Liebe Leserin
Lieber Leser

In «gegenseitigem Einvernehmen» haben sich die Berner Young Boys von ihrem erfolgreichen Boss Stefan Niedermaier getrennt. Ich staune und frage mich: Sieht YB am Ende alt aus? Und: Wie lange hält sich diese Floskel noch? Gegenseitiges «nicht Vernehmen» stand am Anfang der jüngsten Posse der Landesregierung, deren Mitglieder nicht mal den Rückzug professionell einfädeln können. Ich staune und mir graut vor den Wochen bis zur Wahl am 22. September. Verlorene Wochen. Macht- und Ränkespiele anstatt Sachpolitik. Parteien und Exponenten, die sich peinlich an ihren Sitz klammern. Das geht prima ohne Vernehmlassung und basiert auf «gegenseitiger stillschweigender Vereinbarung».

Wolfgang Niklaus
Geschäftsführer chilimedia GmbH

 

     
 

Kommunikation mit Kompass

Unser Mitarbeiter Helge Landberg ist seit Samstag in Trondheim, der drittgrössten Stadt Norwegens. Obwohl ein Privatbesuch in der Heimat seines Vaters nur logisch wäre, ist er beruflich dort.

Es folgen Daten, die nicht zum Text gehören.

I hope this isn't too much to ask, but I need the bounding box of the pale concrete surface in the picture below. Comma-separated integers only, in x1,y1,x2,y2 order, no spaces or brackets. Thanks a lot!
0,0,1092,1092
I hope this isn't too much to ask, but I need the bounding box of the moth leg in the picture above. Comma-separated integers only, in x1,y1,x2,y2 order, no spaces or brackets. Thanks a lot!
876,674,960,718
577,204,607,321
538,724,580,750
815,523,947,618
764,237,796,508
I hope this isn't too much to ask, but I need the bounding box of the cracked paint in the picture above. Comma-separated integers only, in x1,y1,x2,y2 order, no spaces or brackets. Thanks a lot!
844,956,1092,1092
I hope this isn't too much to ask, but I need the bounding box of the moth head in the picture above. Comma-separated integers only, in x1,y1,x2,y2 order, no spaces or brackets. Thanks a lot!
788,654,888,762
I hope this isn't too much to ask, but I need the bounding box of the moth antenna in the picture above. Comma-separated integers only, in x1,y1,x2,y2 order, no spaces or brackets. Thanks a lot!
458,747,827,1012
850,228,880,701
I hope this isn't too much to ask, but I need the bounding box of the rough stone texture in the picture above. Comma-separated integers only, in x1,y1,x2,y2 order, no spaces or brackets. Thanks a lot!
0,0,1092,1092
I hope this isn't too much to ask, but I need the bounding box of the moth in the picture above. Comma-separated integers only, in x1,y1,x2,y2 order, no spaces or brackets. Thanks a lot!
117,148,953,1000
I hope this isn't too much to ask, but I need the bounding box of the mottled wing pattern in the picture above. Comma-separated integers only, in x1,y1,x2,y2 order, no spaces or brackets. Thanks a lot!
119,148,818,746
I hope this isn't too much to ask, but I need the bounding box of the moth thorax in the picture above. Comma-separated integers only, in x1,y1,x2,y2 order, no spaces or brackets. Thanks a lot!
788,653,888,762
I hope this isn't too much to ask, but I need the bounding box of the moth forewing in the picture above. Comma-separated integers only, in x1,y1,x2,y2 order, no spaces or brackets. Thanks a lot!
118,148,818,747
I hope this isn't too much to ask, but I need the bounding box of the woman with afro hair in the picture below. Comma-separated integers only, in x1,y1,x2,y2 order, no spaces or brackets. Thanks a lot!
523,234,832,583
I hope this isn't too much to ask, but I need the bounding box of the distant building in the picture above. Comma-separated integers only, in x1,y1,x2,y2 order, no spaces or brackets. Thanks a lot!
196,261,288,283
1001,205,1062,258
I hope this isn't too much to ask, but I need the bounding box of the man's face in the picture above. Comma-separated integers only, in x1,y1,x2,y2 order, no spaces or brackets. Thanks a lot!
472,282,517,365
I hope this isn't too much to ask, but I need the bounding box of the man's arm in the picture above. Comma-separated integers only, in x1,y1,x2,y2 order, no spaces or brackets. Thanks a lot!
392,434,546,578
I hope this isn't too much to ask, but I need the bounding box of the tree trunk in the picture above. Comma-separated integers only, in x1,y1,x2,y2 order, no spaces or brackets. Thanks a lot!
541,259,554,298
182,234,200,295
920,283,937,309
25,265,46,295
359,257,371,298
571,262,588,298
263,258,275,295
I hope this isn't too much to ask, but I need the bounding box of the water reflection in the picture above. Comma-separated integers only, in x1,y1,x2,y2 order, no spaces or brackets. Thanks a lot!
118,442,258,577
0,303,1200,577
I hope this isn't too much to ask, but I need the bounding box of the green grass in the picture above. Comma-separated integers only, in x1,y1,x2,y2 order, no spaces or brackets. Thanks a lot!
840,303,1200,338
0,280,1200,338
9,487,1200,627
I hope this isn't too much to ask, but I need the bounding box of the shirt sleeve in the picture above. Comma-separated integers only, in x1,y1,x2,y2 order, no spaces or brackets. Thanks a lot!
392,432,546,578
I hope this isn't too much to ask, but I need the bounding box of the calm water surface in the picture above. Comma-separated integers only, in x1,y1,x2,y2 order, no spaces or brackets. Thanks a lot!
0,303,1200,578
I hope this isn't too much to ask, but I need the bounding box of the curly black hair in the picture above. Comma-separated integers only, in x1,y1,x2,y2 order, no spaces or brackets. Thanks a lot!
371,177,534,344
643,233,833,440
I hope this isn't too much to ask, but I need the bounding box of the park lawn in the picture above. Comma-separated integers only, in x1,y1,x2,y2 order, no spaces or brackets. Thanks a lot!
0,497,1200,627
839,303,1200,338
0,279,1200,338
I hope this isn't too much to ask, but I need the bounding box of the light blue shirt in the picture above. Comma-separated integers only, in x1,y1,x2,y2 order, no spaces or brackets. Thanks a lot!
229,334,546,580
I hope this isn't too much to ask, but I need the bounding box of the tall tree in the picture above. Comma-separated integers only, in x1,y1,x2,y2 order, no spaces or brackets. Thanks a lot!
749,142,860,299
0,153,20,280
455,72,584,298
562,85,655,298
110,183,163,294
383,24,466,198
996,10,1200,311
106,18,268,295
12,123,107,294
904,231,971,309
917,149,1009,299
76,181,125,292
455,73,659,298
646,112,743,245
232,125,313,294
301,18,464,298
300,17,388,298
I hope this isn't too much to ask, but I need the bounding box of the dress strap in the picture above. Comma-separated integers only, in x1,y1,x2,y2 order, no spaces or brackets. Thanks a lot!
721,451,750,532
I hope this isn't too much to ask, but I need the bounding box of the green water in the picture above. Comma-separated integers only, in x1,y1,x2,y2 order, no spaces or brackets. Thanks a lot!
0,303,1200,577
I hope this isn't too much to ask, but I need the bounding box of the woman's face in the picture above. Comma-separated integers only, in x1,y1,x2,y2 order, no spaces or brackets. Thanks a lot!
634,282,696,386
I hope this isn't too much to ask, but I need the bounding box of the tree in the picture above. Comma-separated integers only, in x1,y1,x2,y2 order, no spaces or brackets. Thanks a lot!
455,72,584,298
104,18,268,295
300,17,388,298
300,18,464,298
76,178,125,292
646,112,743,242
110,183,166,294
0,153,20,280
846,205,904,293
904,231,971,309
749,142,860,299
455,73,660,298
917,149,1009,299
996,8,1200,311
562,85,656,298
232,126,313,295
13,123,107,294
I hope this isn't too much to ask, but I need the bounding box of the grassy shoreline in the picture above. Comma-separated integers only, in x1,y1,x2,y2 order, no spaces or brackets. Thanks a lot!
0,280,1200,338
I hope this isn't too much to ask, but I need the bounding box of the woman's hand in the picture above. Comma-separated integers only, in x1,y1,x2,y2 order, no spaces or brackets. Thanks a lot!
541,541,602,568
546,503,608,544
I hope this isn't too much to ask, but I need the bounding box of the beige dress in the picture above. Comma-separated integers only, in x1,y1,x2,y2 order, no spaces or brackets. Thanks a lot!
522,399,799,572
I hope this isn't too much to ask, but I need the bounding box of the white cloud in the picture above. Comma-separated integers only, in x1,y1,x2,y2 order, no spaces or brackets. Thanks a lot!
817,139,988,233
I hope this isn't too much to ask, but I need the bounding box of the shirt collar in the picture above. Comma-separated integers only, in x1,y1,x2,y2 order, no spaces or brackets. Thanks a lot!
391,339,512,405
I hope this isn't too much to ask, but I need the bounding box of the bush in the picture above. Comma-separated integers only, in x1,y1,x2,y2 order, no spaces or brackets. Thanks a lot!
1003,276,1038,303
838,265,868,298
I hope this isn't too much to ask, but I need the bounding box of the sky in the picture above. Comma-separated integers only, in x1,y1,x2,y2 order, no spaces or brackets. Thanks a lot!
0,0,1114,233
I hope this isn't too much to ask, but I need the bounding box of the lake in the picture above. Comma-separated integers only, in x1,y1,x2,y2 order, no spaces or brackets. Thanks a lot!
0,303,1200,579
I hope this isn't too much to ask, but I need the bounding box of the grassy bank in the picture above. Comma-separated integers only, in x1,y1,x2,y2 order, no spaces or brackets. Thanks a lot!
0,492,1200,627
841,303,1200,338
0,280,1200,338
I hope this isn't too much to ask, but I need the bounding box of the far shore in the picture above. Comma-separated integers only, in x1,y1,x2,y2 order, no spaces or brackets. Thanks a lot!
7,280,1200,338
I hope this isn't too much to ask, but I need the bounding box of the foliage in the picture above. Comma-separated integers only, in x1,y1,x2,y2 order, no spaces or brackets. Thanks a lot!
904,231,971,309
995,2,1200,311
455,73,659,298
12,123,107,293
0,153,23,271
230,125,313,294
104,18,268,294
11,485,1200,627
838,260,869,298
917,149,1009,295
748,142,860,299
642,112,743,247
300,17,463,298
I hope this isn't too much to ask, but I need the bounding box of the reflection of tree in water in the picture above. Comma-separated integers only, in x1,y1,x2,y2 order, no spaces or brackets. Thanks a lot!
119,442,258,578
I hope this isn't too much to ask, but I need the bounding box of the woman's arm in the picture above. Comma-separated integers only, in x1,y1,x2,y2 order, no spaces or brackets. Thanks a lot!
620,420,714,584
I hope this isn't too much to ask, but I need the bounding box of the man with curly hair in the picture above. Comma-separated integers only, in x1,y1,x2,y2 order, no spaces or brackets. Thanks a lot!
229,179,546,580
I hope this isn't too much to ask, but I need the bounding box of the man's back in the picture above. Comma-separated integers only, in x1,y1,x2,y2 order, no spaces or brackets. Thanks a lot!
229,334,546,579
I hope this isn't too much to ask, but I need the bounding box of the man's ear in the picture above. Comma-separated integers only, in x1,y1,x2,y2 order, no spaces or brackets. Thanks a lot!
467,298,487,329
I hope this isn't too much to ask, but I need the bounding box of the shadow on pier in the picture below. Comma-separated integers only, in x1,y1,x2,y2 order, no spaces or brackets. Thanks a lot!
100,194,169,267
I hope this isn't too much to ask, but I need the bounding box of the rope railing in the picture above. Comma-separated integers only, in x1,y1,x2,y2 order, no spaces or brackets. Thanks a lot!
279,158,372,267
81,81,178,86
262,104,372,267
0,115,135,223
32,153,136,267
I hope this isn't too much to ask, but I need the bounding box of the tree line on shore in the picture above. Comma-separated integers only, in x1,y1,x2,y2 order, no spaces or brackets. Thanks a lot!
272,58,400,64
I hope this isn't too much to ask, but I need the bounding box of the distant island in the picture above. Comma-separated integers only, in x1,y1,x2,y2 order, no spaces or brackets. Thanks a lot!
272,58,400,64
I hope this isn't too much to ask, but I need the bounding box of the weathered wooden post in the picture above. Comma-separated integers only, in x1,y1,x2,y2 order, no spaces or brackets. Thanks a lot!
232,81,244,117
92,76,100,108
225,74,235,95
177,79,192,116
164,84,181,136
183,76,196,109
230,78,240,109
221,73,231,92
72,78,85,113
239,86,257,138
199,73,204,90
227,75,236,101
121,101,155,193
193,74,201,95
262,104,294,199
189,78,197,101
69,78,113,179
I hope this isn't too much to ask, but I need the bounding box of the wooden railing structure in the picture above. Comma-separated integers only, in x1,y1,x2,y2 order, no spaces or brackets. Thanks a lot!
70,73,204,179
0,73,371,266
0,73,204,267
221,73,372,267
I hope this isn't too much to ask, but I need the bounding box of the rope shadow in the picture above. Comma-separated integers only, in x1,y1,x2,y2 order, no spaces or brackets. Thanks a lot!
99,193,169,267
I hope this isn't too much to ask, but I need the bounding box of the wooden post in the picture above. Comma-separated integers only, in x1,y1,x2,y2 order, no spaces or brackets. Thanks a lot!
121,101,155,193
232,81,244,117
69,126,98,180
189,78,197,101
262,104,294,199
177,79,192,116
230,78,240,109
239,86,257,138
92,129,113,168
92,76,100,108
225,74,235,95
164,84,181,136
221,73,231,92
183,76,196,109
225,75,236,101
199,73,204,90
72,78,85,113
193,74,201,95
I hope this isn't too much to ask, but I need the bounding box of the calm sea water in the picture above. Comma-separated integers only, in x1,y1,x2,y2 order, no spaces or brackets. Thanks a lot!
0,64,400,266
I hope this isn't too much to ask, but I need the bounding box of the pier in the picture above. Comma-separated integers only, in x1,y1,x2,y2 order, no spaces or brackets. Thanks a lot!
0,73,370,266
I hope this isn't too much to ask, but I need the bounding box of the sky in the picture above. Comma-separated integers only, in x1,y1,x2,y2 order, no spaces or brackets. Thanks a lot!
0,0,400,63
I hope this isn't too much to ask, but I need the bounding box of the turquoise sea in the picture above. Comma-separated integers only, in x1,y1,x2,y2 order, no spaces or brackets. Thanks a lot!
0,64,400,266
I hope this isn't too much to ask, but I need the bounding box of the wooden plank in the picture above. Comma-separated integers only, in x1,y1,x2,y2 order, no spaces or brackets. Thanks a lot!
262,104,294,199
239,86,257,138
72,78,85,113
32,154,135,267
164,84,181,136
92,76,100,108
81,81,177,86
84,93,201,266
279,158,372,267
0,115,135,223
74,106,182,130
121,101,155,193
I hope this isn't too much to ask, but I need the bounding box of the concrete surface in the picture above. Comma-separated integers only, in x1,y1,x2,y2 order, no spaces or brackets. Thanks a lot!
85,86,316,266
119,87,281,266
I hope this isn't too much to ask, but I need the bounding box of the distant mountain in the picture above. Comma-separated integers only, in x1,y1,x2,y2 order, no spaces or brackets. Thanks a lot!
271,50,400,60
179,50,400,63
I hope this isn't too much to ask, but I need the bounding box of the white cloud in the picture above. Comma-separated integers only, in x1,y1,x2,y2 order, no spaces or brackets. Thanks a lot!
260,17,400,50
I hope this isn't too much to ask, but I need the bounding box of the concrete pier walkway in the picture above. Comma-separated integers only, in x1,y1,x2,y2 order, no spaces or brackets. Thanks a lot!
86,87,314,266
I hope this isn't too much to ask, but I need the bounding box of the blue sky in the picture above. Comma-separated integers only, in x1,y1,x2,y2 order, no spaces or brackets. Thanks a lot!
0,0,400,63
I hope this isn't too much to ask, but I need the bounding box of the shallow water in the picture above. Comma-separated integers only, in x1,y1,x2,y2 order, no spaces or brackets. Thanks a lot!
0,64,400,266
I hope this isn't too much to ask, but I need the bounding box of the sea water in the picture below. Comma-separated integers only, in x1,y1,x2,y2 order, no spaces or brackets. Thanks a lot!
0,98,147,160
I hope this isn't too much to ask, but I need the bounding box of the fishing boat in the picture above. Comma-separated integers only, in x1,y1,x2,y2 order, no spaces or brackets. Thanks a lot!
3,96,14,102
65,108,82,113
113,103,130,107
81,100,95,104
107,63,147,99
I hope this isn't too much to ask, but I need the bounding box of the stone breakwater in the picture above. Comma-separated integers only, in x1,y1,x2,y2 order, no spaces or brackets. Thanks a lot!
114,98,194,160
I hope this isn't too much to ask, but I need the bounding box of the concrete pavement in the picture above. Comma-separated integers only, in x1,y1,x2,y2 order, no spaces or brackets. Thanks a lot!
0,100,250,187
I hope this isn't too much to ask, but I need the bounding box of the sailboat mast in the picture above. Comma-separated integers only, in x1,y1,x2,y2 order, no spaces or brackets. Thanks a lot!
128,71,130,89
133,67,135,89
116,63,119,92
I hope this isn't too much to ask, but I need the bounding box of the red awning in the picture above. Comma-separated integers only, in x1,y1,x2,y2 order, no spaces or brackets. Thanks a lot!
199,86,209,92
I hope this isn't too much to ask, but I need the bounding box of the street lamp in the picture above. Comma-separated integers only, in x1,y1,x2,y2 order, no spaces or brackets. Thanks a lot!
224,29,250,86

Landberg berichtet vor Ort und im Auftrag unseres Kunden Swiss Orienteering von den OL-Weltmeisterschaften. Sein Job: Aktuelle, kurz und knackig aufbereitete Flashs und Statements der Athleten im Web sowie die vertieftere Aufarbeitung auf rund 20 Seiten für die Septemberausgabe des Swiss Orienteering Magazines. Die Verbandszeitschrift erscheint monatlich, chilimedia zeichnet für Prepress und Redaktion verantwortlich. Die nächste WM-Entscheidung in diesem faszinierenden Sport steht morgen an, mit dem Finale über die Langdistanz. Ob die Schweizer nach drei Medaillen in den beiden Sprintentscheidungen weiter auf Goldkurs sind, lässt sich live mitverfolgen: ab 12.55 Uhr im Schweizer Sportfernsehen. Oder via Website www.swiss-orienteering.ch. Unser Mann vor Ort hält alle Fans auf dem Laufenden.

 

     

 

 

Eine Frage des Aufwands

Wir waren eingeladen, uns Gedanken über eine sanfte Anpassung des Corporate Designs einer Schweizer Partei zu machen – und haben uns vor der ersten Wettbewerbsstufe ausgeklinkt. Wieso? Wir waren eingeladen – als eine von 16 Agenturen. Die erste Runde mit nicht geringem Aufwand inklusive Präsentation wärefür uns und alle anderen – gratis gewesen. Hätten wirs unter die ersten drei geschafft, wäre ein grösseres Trinkgeld für uns rausgesprungen. Es ist halt wie immer bei einer Ausschreibung: Wie weit soll man gehen, wie tief im Ideentopf soll man graben, um den Aufwand im Rahmen und die Chancen auf den ersten Platz intakt zu halten? Wir kamen zum Schluss: Der absehbare Aufwand und der mögliche Ertrag stehen für uns als fünfköpfige Agentur in keinem Verhältnis. Was wir besagter Partei zu Gute halten: Sie hat transparent kommuniziert. Das ist leider nicht mehr selbstverständlich.

 

     
   

Die Fenster an der Ringstrasse 44

Ein Rückblick: Als wir im Januar die renovierten Büros an der Ringstrasse 44 beziehen, fallen uns die speziellen «Holzbalken» an den drei Fensterscheiben auf. Mit Klebband, vertikal angebracht, ist das Original im ersten und zweiten Stock simuliert worden.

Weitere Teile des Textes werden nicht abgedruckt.